El origen de los art toys se remonta al Japón de la década de 1960, específicamente de la mano de los juguetes de vinilo blando conocidos como sofubi (soft vinyl). Inicialmente, estas figuras representaban a criaturas de la cultura popular como Godzilla, Gamera o Ultraman. Los sofubis se caracterizan por sus colores estridentes y combinaciones cromáticas inusuales, una estética que sentó las bases para el movimiento actual.

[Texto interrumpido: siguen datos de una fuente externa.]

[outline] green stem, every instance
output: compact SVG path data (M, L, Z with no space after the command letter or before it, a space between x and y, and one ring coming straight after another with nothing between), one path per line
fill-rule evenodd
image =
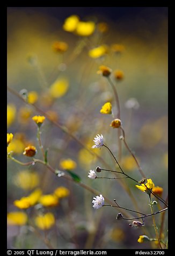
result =
M15 158L14 158L13 157L12 157L11 155L8 155L8 158L10 158L10 159L12 160L14 162L16 162L17 163L19 163L20 165L23 165L25 166L28 166L28 165L32 165L33 163L33 161L31 161L31 162L21 162L20 161L17 160Z
M161 249L162 249L162 245L161 245L161 241L160 241L159 237L159 236L158 236L158 232L157 232L157 226L156 226L156 224L155 216L154 216L154 215L153 214L154 212L153 212L153 209L152 209L152 201L151 201L151 195L149 195L149 200L150 200L150 207L151 207L151 214L152 214L152 221L153 221L153 223L154 223L154 227L155 227L155 232L156 232L156 237L157 237L157 240L158 240L158 243L159 243L160 248L161 248Z
M45 152L43 148L43 146L41 142L41 131L40 127L38 126L37 129L37 140L38 141L39 148L41 151L43 158L44 159L45 159Z

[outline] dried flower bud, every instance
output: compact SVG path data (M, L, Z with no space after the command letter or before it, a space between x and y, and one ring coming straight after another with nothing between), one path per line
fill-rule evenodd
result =
M120 119L116 118L112 121L110 126L113 128L119 128L121 125L121 121Z
M123 215L121 214L121 212L120 212L116 215L116 218L118 221L120 221L123 218Z
M99 166L98 166L96 168L96 172L97 172L97 173L100 173L101 172L101 168L99 167Z
M141 180L138 181L138 183L139 183L139 184L144 184L145 181L146 181L146 179L145 178L143 178L143 179L142 179Z
M133 225L136 225L138 227L141 227L142 226L144 226L143 223L136 221L133 222Z
M37 151L35 147L29 145L28 147L24 148L23 154L25 155L26 157L32 157L34 156L37 152Z

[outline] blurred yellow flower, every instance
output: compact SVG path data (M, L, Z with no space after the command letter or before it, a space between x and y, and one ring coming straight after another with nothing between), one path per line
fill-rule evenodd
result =
M117 80L122 80L124 78L124 73L122 70L117 69L114 71L114 76Z
M9 143L10 143L13 139L13 133L7 133L6 135L7 135L7 144L8 146L8 145L9 144Z
M112 126L113 128L119 128L121 125L121 120L119 118L116 118L113 121L112 121L110 126Z
M145 185L144 183L143 183L141 186L135 185L135 186L143 192L146 192L147 194L150 194L150 190L152 190L155 187L155 184L152 182L151 179L147 179L147 182Z
M168 168L169 167L169 156L168 153L166 153L163 155L163 163L165 168Z
M59 78L50 86L50 95L53 98L60 98L66 94L68 88L68 80L65 78Z
M147 236L145 236L144 234L140 236L137 240L138 243L144 243L147 241L150 241L150 239L147 237Z
M100 113L102 114L111 114L112 113L112 105L110 102L106 102L104 104L100 110Z
M20 154L23 152L25 147L23 141L17 138L14 138L13 140L8 146L8 153L13 151L14 154Z
M75 161L70 158L68 158L67 159L61 159L60 166L64 170L71 170L76 168L77 164Z
M24 148L23 154L26 157L32 157L37 153L37 150L34 146L28 145Z
M21 197L19 200L15 200L13 204L19 209L27 209L38 202L41 193L41 189L37 189L29 196Z
M38 99L38 95L36 91L31 91L28 93L28 103L30 104L35 103Z
M65 187L59 187L54 190L54 194L59 198L63 198L68 196L70 192L69 189L65 188Z
M94 32L95 28L95 24L93 22L79 22L77 24L76 32L78 35L88 37Z
M67 51L68 48L68 45L65 42L61 41L57 41L54 42L52 45L53 49L56 52L60 53L64 53Z
M154 194L156 194L156 195L158 195L159 196L162 196L163 191L163 188L157 186L153 188L152 191L154 193Z
M13 104L7 105L7 126L8 128L13 123L16 113L16 109Z
M111 45L111 49L116 53L121 53L125 50L125 48L123 45L113 44Z
M18 113L19 122L21 124L27 124L30 120L32 113L32 110L27 106L20 108Z
M138 161L138 159L137 159ZM122 158L122 166L125 170L132 170L137 168L137 165L132 155L126 155Z
M30 190L38 185L39 176L35 172L22 170L15 176L14 183L25 190Z
M63 26L65 31L74 32L79 22L79 18L77 15L71 15L65 19Z
M38 125L40 126L45 120L46 117L43 116L34 116L32 119Z
M8 225L23 226L27 221L27 215L21 211L12 211L8 214L7 219Z
M106 45L100 45L89 51L89 55L93 59L101 57L108 52L108 47Z
M112 72L112 69L106 66L101 65L99 67L97 74L102 75L104 76L109 76Z
M19 200L15 200L13 204L19 209L27 209L31 206L30 198L27 197L21 197Z
M105 33L108 30L108 26L105 22L100 22L97 25L97 29L101 33Z
M121 242L125 238L124 231L121 229L115 227L112 231L111 237L115 241Z
M39 203L46 207L56 206L59 203L57 198L54 195L43 195L39 200Z
M49 229L55 223L55 219L52 212L47 212L43 215L40 215L35 218L37 226L44 230Z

Con el tiempo, el género se expandió hacia la animación y, eventualmente, hacia la creación por parte de artistas. Fue en el seno del Street Art donde estos juguetes terminaron de despegar, fusionando el diseño gráfico, la ilustración, el cómic y el graffiti en un objeto tangible.

Entre los más conocidos aparecen los Bearbrick, figuras con forma de oso producidas en múltiples escalas y colaboraciones; los Qee, coleccionables creados en 2001 por Toy2R; los Dunny, de Kidrobot, con orejas largas y cuerpo redondeado; y los Labbit, los conejos de Frank Kozik que sostienen un cigarrillo con la boca. Es imposible pasar por alto a KAWS, personaje creado por el artista Brian Donnelly, que llevó el lenguaje del art toy y la figura coleccionable a un nivel de reconocimiento global.
Pero… ¿en qué reside el valor de estos juguetes de colección? Primero, en la autoría: quién lo hizo, cuál es su trayectoria, qué comunidad sigue su trabajo. Segundo, por la edición limitada: muchas piezas se producen en tiradas pequeñas, numeradas o incluso únicas. Tercero, por la calidad del diseño y la producción: materiales, terminaciones, empaque, pintura, peso, textura. Cuarto, por el deseo de pertenencia: coleccionar es formar parte de una comunidad que reconoce rarezas y referencias.
Los investigadores Ricardo Victoria-Uribe y Miguel Ángel Rubio-Toledo plantean que el art toy es un objeto capaz de generar identidad en quien lo posee o en el grupo donde circula. También señalan una contradicción: busca ser único, pero muchas veces se vende como producto en serie. Esa tensión es parte de su atractivo. Lejos de ser una pieza industrial cualquiera, se convierte en una visión de autor multiplicada.
Una forma de convivir con el arte

Los juguetes de diseñador corren al arte de sus formatos más tradicionales y abren una serie de preguntas: qué entendemos por arte y por qué todavía tendemos a separar lo «serio» de lo lúdico. Estas piezas pueden habitar una repisa, una biblioteca, un escritorio o cualquier otro rincón de la casa, al mismo tiempo que pueden decir mucho sobre quiénes somos, qué admiramos, qué nos conmueve o incluso qué nos interpela.
En definitiva, los art toys proponen otra forma de acercarse al arte más cotidiana y más accesible. Para algunos pueden ser el comienzo de una colección, para otros, una manera de descubrir nuevas imágenes, artistas y lenguajes. Pero, sobre todo, son una invitación a entender que el arte también puede entrar en casa con forma de juguete.